The new BotenaGo malware botnet was identified attacking millions of IoT devices with over thirty vulnerabilities.

BotenaGo was built in Golang (Go), a programming language that has grown in terms of popularity, with malware authors using it to create payloads that are difficult to detect as well as reverse engineer.

In the instance of BotenaGo, only six of the 62 AV engines on VirusTotal classify the samples as malicious, and several classify it as Mirai.

Millions Of Devices Targeted

BotenaGo includes 33 vulnerabilities for various routers, modems, plus NAS devices, some of which are highlighted below:

  • CVE-2015-2051, CVE-2016-11021, CVE-2020-9377: D-Link routers
  • CVE-2017-6077, CVE-2016-1555, CVE-2017-6334, CVE-2016-6277: Netgear devices
  • CVE-2019-19824: Realtek SDK based routers
  • CVE-2020-9054, CVE-2017-18368: Zyxel routers and NAS devices
  • CVE-2014-2321: ZTE modems
  • CVE-2020-10987: Tenda products
  • CVE-2020-8958: Guangzhou 1GE ONU

AT&T scientists that examined the new botnet discovered that targeted millions of machines with features that abuse the mentioned problems.

The search word for Boa, a deprecated open-source web server being used in embedded applications that still yields roughly two million internet-facing computers on Shodan, is given as an example.

Another significant instance is the exploitation of CVE-2020-10173, a command-injection issue in Comtrend VR-3033 gateway devices, that’s still exploitable in 250,000 of them.

When the virus is installed, it will monitor on two ports (19412 and 31412) for an IP address to be supplied to it. When one is acquired, the bot will attempt to obtain access by exploiting every vulnerability on the target IP address.

BotenaGo will use remote shell commands to enlist the system into the botnet after it has gained access.

The virus utilizes various URLs to obtain a matching payload based on which system is targeted.

However, no payloads were there on the hosting server at the time of the analysis, therefore none could be collected for examination.
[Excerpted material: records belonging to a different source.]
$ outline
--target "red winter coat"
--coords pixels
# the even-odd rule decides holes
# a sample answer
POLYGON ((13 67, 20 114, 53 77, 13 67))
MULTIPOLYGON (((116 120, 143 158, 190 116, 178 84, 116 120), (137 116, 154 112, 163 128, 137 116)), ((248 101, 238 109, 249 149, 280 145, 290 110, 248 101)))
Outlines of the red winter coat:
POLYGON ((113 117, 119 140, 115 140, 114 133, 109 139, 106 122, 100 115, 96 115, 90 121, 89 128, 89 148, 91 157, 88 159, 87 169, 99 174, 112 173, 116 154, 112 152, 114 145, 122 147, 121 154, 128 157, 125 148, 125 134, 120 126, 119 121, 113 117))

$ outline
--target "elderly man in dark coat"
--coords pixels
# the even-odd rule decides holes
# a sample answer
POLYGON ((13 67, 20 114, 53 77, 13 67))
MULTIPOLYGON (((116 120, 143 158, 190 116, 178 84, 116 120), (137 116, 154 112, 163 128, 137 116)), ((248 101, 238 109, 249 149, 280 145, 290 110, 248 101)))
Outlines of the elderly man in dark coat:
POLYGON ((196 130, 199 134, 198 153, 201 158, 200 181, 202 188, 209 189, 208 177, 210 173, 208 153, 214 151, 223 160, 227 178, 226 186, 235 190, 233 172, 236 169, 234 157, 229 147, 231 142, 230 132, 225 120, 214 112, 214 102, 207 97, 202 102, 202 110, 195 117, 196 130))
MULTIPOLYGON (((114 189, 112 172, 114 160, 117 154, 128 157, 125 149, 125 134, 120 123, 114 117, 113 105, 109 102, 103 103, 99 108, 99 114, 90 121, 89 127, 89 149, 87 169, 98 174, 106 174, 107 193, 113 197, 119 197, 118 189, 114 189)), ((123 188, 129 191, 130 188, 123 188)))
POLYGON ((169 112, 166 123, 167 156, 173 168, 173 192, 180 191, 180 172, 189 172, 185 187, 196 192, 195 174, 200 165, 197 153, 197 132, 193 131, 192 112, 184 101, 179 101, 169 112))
Furthermore, while the researchers could not discover any active C2 connection between BotenaGo as well as an actor-controlled server, they provide three possible theories for how it works:

  • BotenaGo is merely one component (module) in a multi-stage modular malware assault, and it is not in charge of communications.
  • BotenaGo is a new technique used by Mirai administrators on specific devices, which is supported by common payload distribution links.
  • The virus isn’t ready to be used yet, and a specimen from its early phase of development was mistakenly released into the world.



To summarise, the presence of BotenaGo in the open is uncommon considering its inadequate operational condition, but its basic capabilities leave little doubt about its designers’ goal.

Luckily, the fresh botnet was discovered early on, and the signs of infiltration are already accessible. Still, as long as there are a plethora of susceptible internet devices to hack, threat actors have an incentive to keep BotenaGo in operation.